In derartigen Einzelfällen, in denen in Folge eines die Beihilfeberechtigung hervorrufenden Tatbestands eine
unerträgliche Beeinträchtigung der Möglichkeit zur amtsangemessenen Lebensführung auftritt, kann eine
Verletzung des Wesenskerns der Fürsorgepflicht gegeben sein und einen Anspruch auf weitergehende
Beihilfe im Einzelfall begründen (vgl. hierzu VGH Baden-Württemberg, Urteil vom 11.11.2008 – 4 S 2725/06
–, Rn. 29, juris).
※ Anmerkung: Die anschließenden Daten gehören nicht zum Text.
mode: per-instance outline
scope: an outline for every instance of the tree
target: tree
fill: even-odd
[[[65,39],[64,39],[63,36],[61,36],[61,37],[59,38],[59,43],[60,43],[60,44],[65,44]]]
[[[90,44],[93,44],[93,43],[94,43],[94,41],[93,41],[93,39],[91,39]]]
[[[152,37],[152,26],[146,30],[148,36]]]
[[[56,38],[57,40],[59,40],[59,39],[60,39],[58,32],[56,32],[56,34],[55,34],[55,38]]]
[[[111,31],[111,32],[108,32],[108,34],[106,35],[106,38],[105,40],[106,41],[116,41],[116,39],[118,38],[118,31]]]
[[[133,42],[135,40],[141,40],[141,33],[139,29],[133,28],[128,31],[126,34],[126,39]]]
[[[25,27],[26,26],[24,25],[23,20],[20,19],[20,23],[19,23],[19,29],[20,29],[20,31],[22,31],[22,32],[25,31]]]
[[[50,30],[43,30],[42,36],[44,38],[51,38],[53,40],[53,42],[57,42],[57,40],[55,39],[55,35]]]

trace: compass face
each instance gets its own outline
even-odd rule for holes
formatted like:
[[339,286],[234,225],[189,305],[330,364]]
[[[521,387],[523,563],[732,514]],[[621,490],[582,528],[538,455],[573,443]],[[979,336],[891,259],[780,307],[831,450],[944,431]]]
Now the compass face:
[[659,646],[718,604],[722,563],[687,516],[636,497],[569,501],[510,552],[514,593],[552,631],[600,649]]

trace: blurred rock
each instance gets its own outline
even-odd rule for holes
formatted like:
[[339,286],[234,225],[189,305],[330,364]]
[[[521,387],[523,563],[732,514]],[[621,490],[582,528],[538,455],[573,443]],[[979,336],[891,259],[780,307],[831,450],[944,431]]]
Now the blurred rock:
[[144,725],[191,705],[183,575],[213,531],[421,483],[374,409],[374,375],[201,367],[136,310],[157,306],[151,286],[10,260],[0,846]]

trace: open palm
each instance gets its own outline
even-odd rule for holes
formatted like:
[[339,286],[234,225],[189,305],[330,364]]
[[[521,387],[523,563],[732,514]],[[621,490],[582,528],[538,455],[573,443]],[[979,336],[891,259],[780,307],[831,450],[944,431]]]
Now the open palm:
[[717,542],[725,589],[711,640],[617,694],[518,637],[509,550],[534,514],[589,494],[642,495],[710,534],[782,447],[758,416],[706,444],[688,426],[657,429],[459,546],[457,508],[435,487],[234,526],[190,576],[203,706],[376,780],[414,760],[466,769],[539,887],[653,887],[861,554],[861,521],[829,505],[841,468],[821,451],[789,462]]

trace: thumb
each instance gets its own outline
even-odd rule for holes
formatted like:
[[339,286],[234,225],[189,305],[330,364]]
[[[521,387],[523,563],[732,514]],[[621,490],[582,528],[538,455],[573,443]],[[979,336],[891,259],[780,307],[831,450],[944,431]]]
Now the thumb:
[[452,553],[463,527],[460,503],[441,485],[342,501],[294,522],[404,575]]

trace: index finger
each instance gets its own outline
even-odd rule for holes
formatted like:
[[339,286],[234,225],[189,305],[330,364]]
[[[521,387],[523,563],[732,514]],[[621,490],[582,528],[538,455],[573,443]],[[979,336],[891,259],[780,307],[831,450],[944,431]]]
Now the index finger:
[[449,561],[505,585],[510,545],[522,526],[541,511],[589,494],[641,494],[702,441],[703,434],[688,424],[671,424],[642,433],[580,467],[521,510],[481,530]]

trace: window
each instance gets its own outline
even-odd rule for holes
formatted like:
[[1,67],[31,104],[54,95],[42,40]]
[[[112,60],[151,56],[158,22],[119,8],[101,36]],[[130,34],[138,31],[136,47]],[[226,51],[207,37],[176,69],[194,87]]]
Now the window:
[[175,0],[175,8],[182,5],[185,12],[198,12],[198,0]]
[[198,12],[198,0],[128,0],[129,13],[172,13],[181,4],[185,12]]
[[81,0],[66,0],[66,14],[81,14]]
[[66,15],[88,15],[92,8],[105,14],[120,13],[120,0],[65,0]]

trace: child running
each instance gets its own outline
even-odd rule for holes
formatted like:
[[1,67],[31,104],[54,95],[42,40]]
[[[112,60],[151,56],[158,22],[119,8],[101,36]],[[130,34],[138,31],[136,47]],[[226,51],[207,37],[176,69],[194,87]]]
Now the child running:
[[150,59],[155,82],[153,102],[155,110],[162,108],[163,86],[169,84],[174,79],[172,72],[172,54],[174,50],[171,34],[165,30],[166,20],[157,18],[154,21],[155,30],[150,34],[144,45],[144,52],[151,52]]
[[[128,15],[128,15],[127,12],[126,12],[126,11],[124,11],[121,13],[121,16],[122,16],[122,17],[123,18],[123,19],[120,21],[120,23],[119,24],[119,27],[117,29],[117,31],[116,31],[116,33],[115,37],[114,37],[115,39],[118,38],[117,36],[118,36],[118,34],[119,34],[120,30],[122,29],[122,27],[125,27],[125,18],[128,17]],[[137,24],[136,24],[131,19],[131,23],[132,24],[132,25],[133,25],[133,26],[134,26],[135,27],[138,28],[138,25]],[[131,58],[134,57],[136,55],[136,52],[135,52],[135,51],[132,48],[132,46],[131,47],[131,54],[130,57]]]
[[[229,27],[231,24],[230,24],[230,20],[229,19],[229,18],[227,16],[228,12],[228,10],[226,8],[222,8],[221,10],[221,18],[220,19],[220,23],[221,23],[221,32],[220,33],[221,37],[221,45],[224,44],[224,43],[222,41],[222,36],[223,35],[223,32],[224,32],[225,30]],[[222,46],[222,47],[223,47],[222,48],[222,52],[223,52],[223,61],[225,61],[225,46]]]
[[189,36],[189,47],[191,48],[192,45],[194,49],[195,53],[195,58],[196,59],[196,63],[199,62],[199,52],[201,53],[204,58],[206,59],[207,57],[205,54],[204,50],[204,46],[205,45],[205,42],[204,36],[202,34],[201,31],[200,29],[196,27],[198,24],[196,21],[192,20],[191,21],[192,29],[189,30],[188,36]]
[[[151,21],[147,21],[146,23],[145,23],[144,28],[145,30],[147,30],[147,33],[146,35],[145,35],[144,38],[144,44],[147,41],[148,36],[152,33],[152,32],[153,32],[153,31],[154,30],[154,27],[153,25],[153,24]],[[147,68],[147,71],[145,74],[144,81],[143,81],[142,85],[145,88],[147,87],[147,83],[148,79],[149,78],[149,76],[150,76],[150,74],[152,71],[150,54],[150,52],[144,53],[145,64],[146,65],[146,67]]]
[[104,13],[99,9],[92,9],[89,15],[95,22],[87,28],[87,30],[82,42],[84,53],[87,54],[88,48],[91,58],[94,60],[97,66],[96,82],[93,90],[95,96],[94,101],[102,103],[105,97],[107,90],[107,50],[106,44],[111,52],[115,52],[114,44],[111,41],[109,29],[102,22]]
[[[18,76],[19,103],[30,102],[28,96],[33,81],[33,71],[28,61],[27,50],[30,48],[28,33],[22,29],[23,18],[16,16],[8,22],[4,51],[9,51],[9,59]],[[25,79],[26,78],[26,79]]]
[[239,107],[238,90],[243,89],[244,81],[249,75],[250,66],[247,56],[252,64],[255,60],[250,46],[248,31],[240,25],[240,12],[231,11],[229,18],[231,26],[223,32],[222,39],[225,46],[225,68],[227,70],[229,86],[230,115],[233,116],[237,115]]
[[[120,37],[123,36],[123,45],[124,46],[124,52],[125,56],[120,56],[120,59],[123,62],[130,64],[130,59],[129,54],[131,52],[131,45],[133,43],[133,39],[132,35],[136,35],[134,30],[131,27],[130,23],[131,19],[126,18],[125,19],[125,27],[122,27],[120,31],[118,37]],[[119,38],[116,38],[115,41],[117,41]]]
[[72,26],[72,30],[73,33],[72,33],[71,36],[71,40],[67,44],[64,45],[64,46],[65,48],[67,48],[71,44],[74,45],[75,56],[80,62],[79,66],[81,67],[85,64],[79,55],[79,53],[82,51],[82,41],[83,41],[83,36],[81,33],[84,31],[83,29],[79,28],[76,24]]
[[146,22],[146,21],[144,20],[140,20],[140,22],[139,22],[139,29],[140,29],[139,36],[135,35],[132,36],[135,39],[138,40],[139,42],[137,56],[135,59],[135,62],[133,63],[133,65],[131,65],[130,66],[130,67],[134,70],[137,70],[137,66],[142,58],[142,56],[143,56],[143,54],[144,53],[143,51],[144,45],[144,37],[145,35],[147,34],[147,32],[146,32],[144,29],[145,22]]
Weder aus dem eigenen Sachvortrag der Klägerin noch aus dem Akteninhalt ergeben sich
Anhaltspunkte dafür, dass die Kosten für das Präparat Uniselen 200 Ne die Klägerin finanziell übermäßig
belasten könnten und insbesondere die Voraussetzung des § 5 Abs. 6 Satz 4 BVO erfüllt wären. Auch
sonstige Umstände, bei deren Vorliegen es sich aufdrängen müsste, dass der Fürsorgegrundsatz zur
ausnahmsweisen Anerkennung der Beihilfefähigkeit – hier der Einbeziehung des im Streit stehenden
Nahrungsergänzungsmittels – führt, sind weder vorgetragen noch sonst ersichtlich.
29 3. Im Ergebnis hat die Klägerin keinen Anspruch auf Gewährung der beantragten Beihilfe, so dass die Klage
abzuweisen war.
III.
30 Die Kostenentscheidung ergibt sich aus § 154 Abs. 1 VwGO, soweit die Klage abgewiesen wurde. Soweit das
Verfahren eingestellt wurde, war nach billigem Ermessen über die Kosten des Verfahrens zu entscheiden (§
161 Abs. 2 VwGO). Da die insoweit zunächst eingeklagten Aufwendungen erstattungsfähig waren und der
Beklagte deshalb dem Begehren der Klägerin abhalf, entsprach es billigem Ermessen, die Kosten des
Verfahrens anteilig in entsprechender Höhe dem Beklagten aufzuerlegen.
31 Das Gericht sieht gemäß § 167 Abs. 2 VwGO davon ab, das Urteil wegen der Kosten für vorläufig
vollstreckbar zu erklären. Die Berufung war nicht gemäß § 124a Abs. 1 VwGO zuzulassen, weil keiner der
Gründe des § 124 Abs. 2 Nr. 3 oder Nr. 4 VwGO vorliegt.